After the event, 21 airlines will move across to the terminal which has a capacity for 12 million passengers a year.

Mixed success

When Brazil won the right to host the football tournament, airports were already squeezed and growth in the past decade has piled on even more pressure.

In 2013, more than 110 million passengers passed through Brazil's airports. A decade ago it was only around 37 million.

So the decision to bring the tournament to Brazil was a good excuse to address the country's infrastructure needs. But seven years on, there has been mixed success when it comes to airport upgrades.

The capital, Brasilia, opened a new terminal just last month. But only a few days ago news broke that work at Viracopos airport outside Sao Paulo was partially suspended because of safety concerns.

The airport in the north-eastern city of Fortaleza, another World Cup city, will have a large canvas tent to welcome passengers instead of a new terminal.

"The problem has been that the recent government has seen private investment in infrastructure not as a good thing, but as a necessary evil," says Andre Castellini, a partner at Bain & Company in Sao Paulo.

"Concessions have been granted very slowly - much slower than they should have been done."

Jigsaw puzzle

And this could have big implications at a time when airports will be under pressure this summer with 600,000 fans expected to come to Brazil for the World Cup.

"Opening an airport is complicated - it normally requires quite a bit of testing of equipment, IT systems and processes," says Carlos Ozores, an aviation specialist at ICF International.

"Normally you need to test it out extensively before it's rolled out.
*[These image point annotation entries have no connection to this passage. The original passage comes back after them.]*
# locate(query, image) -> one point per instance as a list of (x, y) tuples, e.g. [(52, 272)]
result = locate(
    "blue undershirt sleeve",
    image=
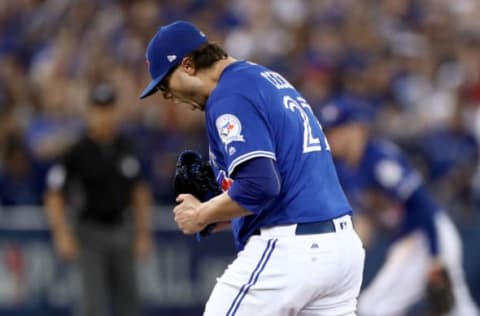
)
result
[(256, 182)]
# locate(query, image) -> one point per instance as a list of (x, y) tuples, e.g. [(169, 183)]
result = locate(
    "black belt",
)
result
[(312, 228)]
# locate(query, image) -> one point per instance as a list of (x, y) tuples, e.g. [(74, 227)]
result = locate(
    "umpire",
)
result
[(99, 178)]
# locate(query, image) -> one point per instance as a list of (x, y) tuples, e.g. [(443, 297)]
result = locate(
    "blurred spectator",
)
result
[(20, 182), (101, 179)]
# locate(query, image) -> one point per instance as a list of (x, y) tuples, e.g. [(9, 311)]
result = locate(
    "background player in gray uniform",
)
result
[(298, 252), (377, 177)]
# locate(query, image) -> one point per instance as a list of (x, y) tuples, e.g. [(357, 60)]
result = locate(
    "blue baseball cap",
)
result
[(167, 48), (341, 111)]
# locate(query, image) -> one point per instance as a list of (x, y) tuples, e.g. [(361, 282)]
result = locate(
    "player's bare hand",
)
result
[(66, 245), (186, 214)]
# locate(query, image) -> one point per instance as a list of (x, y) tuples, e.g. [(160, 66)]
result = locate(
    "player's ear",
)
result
[(188, 66)]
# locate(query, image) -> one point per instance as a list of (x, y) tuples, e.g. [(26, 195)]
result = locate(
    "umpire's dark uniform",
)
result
[(99, 179)]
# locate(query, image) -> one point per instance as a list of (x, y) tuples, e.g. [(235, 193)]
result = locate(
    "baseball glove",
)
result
[(195, 176), (439, 292)]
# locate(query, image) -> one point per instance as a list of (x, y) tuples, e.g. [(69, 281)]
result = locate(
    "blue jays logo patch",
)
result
[(229, 128)]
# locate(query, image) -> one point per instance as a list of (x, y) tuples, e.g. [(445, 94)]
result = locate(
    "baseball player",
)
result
[(373, 170), (298, 252)]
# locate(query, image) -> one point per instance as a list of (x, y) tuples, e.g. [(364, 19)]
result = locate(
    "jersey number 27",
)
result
[(310, 142)]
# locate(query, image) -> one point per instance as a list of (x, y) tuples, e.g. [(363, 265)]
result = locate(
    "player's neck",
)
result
[(217, 70)]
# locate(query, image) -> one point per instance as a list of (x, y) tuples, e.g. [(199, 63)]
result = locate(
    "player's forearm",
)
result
[(55, 210), (142, 203), (220, 209)]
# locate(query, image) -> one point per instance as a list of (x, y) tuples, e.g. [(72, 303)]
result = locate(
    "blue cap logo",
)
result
[(167, 48)]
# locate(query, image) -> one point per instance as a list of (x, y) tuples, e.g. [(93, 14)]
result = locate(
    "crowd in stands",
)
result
[(414, 65)]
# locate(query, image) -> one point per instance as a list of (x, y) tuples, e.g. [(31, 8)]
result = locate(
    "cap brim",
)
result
[(151, 88)]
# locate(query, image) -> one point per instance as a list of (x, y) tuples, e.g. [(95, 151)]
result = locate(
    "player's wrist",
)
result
[(202, 215)]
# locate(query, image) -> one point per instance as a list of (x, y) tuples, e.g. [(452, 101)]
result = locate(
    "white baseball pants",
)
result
[(280, 273)]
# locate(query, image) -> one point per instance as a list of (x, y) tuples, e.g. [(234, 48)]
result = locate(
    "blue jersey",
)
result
[(255, 112), (384, 169)]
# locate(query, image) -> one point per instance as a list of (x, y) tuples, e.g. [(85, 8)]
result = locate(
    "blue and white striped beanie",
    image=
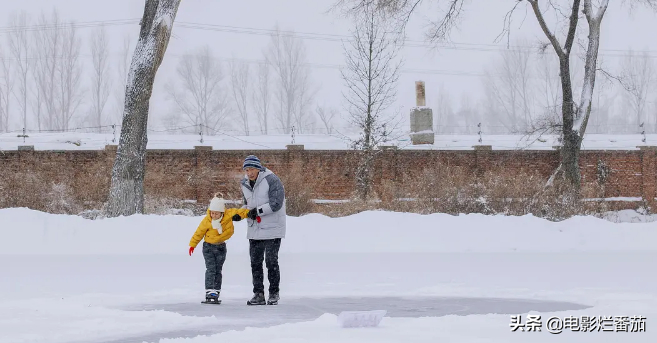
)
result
[(253, 162)]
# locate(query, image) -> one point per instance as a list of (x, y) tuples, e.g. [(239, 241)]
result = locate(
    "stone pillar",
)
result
[(649, 175), (421, 118)]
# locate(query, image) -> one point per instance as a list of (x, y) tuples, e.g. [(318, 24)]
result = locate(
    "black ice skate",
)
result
[(211, 297), (273, 299), (258, 299)]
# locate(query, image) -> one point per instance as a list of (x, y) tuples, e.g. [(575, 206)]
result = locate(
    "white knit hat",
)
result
[(218, 204)]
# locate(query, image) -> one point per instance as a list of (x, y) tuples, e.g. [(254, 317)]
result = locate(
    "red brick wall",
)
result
[(197, 174)]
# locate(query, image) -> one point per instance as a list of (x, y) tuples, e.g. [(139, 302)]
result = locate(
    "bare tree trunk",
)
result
[(637, 78), (327, 117), (261, 97), (126, 195), (371, 75), (287, 55), (100, 88), (19, 44), (122, 77), (69, 73)]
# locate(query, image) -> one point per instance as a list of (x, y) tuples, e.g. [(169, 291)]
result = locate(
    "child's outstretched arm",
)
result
[(203, 227), (237, 214)]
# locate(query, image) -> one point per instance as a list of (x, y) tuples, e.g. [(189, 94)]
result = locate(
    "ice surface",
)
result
[(440, 277)]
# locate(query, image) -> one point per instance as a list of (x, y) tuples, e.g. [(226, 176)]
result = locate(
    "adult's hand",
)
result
[(253, 213)]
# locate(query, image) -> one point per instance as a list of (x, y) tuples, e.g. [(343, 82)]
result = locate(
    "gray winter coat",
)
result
[(268, 196)]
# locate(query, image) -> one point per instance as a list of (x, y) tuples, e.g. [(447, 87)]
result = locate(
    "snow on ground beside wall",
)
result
[(93, 141), (66, 279)]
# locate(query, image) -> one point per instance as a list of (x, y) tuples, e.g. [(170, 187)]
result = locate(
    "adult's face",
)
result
[(252, 173)]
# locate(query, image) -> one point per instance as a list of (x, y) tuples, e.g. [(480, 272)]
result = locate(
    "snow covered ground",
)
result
[(94, 141), (441, 278)]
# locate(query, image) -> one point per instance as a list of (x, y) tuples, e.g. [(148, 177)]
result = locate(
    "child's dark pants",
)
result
[(215, 256)]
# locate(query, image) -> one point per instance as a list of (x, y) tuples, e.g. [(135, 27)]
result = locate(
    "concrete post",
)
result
[(421, 118)]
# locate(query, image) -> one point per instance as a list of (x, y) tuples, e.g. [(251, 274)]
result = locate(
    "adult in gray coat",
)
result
[(264, 195)]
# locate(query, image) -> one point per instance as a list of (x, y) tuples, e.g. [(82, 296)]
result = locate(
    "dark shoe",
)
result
[(258, 299), (273, 299), (212, 297)]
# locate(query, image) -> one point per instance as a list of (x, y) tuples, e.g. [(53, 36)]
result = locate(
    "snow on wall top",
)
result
[(96, 141)]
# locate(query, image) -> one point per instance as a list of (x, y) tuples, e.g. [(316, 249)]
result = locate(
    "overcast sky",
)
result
[(456, 69)]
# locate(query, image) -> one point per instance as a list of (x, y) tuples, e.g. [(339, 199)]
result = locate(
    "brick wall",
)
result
[(197, 174)]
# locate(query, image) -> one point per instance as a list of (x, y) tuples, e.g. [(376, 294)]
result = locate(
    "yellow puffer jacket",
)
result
[(212, 235)]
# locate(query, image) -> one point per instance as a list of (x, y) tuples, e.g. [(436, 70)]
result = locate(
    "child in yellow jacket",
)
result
[(215, 229)]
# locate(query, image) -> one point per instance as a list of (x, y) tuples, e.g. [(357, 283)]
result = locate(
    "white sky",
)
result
[(460, 68)]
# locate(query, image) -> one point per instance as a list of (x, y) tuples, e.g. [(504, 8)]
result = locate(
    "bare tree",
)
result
[(126, 196), (575, 114), (510, 91), (199, 98), (69, 71), (444, 114), (327, 116), (239, 79), (48, 50), (286, 54), (371, 75), (6, 90), (303, 115), (637, 78), (262, 96), (19, 44), (100, 87)]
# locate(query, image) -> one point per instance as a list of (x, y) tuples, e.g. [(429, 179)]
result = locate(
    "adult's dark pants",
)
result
[(267, 250), (215, 256)]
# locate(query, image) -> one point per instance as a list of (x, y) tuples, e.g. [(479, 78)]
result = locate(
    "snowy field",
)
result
[(94, 141), (441, 278)]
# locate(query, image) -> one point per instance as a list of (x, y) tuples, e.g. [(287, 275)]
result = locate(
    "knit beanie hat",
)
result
[(252, 162), (217, 204)]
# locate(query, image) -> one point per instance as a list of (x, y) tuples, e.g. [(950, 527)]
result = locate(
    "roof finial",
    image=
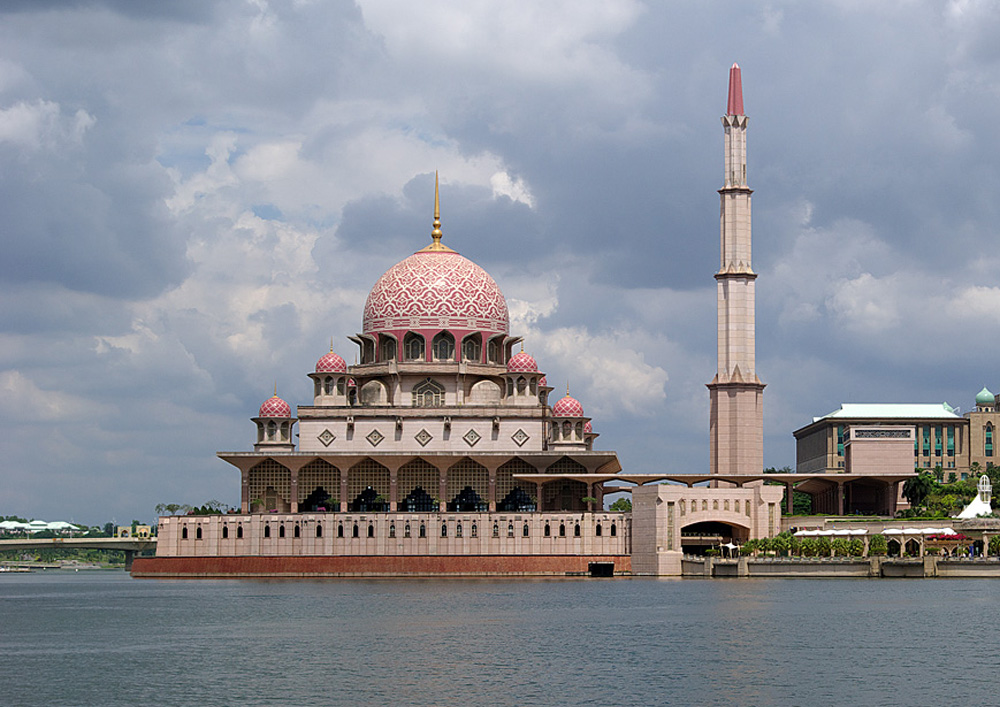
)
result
[(735, 103), (436, 233)]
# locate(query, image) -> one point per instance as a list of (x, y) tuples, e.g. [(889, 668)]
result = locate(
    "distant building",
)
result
[(940, 437)]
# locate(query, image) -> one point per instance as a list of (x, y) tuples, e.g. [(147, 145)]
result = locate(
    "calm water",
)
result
[(101, 638)]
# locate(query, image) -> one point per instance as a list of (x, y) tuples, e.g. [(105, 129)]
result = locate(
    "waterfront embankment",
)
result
[(833, 567)]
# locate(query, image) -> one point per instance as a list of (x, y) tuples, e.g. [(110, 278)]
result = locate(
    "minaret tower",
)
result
[(736, 423)]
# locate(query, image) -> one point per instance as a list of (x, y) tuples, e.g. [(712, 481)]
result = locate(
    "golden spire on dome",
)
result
[(437, 245)]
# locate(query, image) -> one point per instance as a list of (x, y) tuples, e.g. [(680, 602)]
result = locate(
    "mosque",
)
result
[(439, 451)]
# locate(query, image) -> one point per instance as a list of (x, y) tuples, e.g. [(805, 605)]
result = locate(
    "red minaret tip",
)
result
[(735, 105)]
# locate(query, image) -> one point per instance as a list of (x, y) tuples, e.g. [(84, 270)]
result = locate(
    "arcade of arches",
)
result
[(414, 484)]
In Brazil you're expecting the system to be rolled out not just on a normal day, but in a prolonged peak travel period."

But airports are just one part of the infrastructure jigsaw puzzle that Brazil urgently needs to solve.

Promises were also made to upgrade roads, ports and railways in the country. Those plans have also been slow to materialise.

"The world cup was just a pretext to do a series of investments in the country," says Prof Eduardo Padilha of INSPER Business School in Sao Paulo.

"We need investments independent of the World Cup, it's an event that lasts just a month.

"There's so much planning that everything is left to the last minute and because of that we always end up paying far more."

'Huge traffic jams'

Brazil's workers are also paying for the delays. Roderlei Alexandre Bernadino drives thousands of miles across Brazil each week to deliver soya beans to Brazil's biggest port, Santos.

With a bed in the back of his truck, he spends weeks away from home. Last year was terrible, he says. There were queues outside the port that lasted days.

This year, it is a little better but still, life as a truck driver can be tough.

"There are lots of trucks on the road and they cause huge traffic jams," he tells me.

"Some of the worst things though are the lack of toilets, places to eat and the robberies on the roads, too."

In all about 1.5% of GDP is spent on infrastructure here in Brazil, yet the global average is more than twice that, according to a report published last year by McKinsey Global Institute.

And it is this low investment that is holding back Latin America's biggest economy. With growth slowing, President Dilma Rousseff's infrastructure plans could not come at a more pressing time.

The process of auctioning-off highway concessions has begun - and last year the government passed a ports law but that has been slow to get off the ground.

Kick-off ahead

In the next decade, the Brazilian port of Santos - the biggest in Latin America - wants to double the amount of goods it ships annually.

But unless more money is spent on investing in new forms of transport, that dream is unlikely to be realised.

"We need to encourage railway investment," says Renato Ferreira Barco, who until last month was in charge of Santos.

"It doesn't even represent 20% of transport - most of it comes by road."

Promises to upgrade infrastructure were made when Brazil was growing strong, but now projects are being delivered in a very different environment.

Kick-off is just around the corner but work has to continue to keep Latin America's economic engine going.